Anayasayı yok sayma pahasına

Geçen yıl, ekonomi filmindeki tüm göstergelere ve ekonomistlerin tüm ikazlarına rağmen, faiz düşürme kararını inada bindiren yönetim anlayışı yüzünden bugün faizi yükselterek de ekonomi politikalarında önemli adımlar atılarak da bir türlü ekonomideki olumsuz gidişatı tersine çeviremiyoruz.

Bu defa da Anayasa'da yer alan açık hükümlere ve hukukçuların tüm uyarılarına rağmen, Yargıtay ile Anayasa Mahkemesi arasında yaşanan anlaşmazlık sürdürülüyor. Üstelik bu çekişme sürdükçe, giderek de büyüyor ve yine geri döndürülmesi güç, tahribat oluşuyor.

Yeni anayasa ve diğer olasılıklar

Bu krizin ardında yatan nedenin yeni anayasaya giden yolu aralamak olduğu söyleniyor ancak mevcut anayasanın uygulanmadığı bir siyasi iklimde yeni bir demokratik anayasa yazılması mümkün değil. Öncelikle bunun farkında olalım

Bugüne kadar pek çok -hukuki- konuda yazdım ve sanıyorum ki, yazılarımın ve dolayısıyla ülke gündeminin önemli bölümünü Anayasa'nın ihlal edildiği olaylar oluşturuyordu.

Yani, bu zamana kadar da Anayasa defalarca ihlal edilmişti.

Ancak bu defa Anayasa ve yargı sisteminin en üst organı, bir başka yargı organı tarafından yıpratılıyor, tartışma konusu haline getirilerek, meşruiyet zemini kaydırılmaya çalışılıyor.

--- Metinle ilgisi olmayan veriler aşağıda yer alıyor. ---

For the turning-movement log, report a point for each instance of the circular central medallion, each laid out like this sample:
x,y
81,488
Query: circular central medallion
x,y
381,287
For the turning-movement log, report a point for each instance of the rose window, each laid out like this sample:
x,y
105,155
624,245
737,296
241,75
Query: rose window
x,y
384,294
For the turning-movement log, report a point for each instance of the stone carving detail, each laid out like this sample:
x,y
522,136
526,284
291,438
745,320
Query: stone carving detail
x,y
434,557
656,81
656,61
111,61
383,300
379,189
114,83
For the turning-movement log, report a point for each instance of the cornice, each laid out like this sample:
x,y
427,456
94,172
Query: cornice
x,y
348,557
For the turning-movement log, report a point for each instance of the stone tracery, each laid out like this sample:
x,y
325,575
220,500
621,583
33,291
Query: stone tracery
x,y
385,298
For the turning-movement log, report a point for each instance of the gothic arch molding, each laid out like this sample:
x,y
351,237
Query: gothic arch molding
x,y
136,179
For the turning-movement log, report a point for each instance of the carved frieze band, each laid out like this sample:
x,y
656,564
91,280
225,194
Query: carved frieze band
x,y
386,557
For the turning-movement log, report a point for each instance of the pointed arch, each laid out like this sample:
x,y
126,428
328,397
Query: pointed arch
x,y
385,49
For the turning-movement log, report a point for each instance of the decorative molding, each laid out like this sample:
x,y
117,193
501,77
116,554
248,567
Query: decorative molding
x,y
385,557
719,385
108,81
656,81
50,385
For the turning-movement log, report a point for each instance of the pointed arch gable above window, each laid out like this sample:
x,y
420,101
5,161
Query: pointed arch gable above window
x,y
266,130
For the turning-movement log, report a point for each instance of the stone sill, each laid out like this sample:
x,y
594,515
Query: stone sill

Yargıtay Başkanı Mehmet Akarca, son olarak, AYM ile ciddi görüş ayrılıklarının yaklaşık 5-6 yıldır sürdüğünü ve bunun bireysel başvuru yolunun incelenmesindeki yorum farklılığından ve Anayasa'nın durumundan kaynaklandığını söyledi.

Oysa, bireysel başvuru yolu 2010'da getirildi.

Görüş ayrılıkları, 5-6 yıldır sürüyorsa, sorun bu hususta olamaz.